Roti prata and roti canai are Indian flat bread that taste fantastic when dipped in curry. See my Assam Fish Red Curry and Yellow Curry Mussels recipes for curries to go with the roti. This recipe is modified from my friend Sarimah’s recipe by adding condensed milk and butter. The picture on the left is roti prata. The picture on the right is roti canai. Roti prata and roti canai are made from the same dough but are folded differently.
2 cups of flour
3/4 or slightly more cup of boiling water
1/2 teaspoon of condensed milk
2 tablespoons of melted salted butter.
Since I used salted butter, I do not add salt to the dough.
In a big bowl, add flour, condensed milk, butter and boiling water.
Mix the ingredients of the dough by stirring with chopsticks or a spoon.
Do not put use your hand to mix the ingredients for the dough because the boiling water is very hot.
Form a dough from stirring the flour, water, condensed milk and butter.
Add a little more flour here and there if the dough is too soft to lift up or add a little more boiling water if the dough is too dry.
Add very little extra water or extra flour at a time.
There aren’t any absolute portions when you make dough.
The dough just has to be pliable but not too wet.
You can knead the dough when the dough is cool enough to touch.
Knead for at least 8 to 10 minutes.
Divide the dough into 4 equal portions by cutting with a knife.
Cover dough with a wet but not dripping cloth over a bowl and leave them in room temperature overnight. If the cloth dries up, wet and lightly squeeze excess water out of the cloth again and cover the bowl again.
To make roti prata:
Stretch out the dough as much as you can, fold lengthwise like an Accordian.
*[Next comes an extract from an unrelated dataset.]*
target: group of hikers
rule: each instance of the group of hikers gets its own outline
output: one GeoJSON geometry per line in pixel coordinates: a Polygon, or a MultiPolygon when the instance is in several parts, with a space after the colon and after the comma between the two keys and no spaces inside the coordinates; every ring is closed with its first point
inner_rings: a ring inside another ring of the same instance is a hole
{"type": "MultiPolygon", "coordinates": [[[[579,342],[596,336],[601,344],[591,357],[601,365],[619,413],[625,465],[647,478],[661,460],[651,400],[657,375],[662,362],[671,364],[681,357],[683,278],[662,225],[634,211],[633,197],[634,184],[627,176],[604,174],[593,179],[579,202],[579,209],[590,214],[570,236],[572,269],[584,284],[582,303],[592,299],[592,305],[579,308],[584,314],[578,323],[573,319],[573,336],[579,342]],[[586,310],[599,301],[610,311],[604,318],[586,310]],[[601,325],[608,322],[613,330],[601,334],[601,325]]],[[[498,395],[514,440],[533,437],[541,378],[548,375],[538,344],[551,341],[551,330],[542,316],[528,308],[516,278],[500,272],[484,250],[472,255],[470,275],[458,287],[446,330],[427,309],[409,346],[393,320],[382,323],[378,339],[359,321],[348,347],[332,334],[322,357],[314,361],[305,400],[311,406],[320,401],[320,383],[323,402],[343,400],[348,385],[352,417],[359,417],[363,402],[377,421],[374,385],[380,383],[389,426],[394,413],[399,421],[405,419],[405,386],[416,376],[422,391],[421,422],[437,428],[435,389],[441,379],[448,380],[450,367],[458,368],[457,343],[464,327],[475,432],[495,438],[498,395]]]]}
Then turn them round and round like making a flat turban.
Then press to flatten and roll out more with a rolling pin.
To make the layers more distinct when folding or shaping into roti, you can put a little flour in between the folds.
That prevents the layers from being pressed together.
The condensed milk makes the dough softer so it can be rolled out thinner. If you prefer thicker prata, don’t roll it out as much.
We rolled ours out thinly because they get thicker when you fry them and the layers are more noticeable when the prata is pan fried.
To make roti canai:
Stretch out the dough as much as you can, then fold the dough length wise into thirds then fold again into a square before flattening and rolling out more.
Pan fry the roti in a non-stick frying pan with 2 tablespoons of oil. Add a beaten egg to each roti if you like yours with egg on it.